Lawmakers passed HB 4595 (Rep. Laura Fine, D-Glenview) out of the House Chamber by a vote of 62-43 that would take $10 million from the Workers’ Compensation Commission Operations Fund to create a state-run Illinois Employers Mutual Insurance Company to compete with the over 300 private insurance companies already competing in Illinois. Illinois has the most competitive workers’ compensation insurance market in the nation.

 

Illinois changed its workers’ compensation system in 2011 by limiting payments for carpal tunnel syndrome and for employees who can still work but whose injuries force them into lower-paying jobs. There was also a 30 percent cut to payments for doctors, hospitals and pharmacies treating those injured on the job. As a result, Illinois experienced a 13 percent decline in workers’ compensation medical costs between 2010 and 2014. Despite these changes, Illinois insurers’ companies paid an estimated $2.75 billion in workers’ compensation benefits in 2014, according to the National Academy of Social Insurance.

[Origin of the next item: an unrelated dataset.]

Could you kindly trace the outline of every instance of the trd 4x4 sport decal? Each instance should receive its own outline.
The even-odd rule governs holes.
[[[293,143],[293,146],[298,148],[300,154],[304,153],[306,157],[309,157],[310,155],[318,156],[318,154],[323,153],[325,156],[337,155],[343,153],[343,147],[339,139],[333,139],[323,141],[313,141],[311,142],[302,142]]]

Additionally, Illinois is tied for having the eighth-most expensive premiums in the nation. The experience of the commercial companies was mirrored by the reports from the self-insured companies indicating the insurance companies experience is real.
 
Supporters of HB 4595 argue that workers’ compensation costs are still high for companies because insurance companies have not passed on the savings realized from the 2011 changes. They argue that in 2015, 332 insurance companies underwrote workers’ compensation policies in Illinois, more than in any other state, collecting $2.83 billion in premiums. In 2010, insurers reported losses of nearly 11 percent; four years later, they reported the same in profits. The insurance companies contend that while the 2011 changes likely decreased the insurers’ losses, insurers in Illinois only averaged 6.1 percent profit annually between 2011 and 2014.

 

An identical bill passed last year that was vetoed by the Governor. HB 4595 now goes to the Senate for consideration.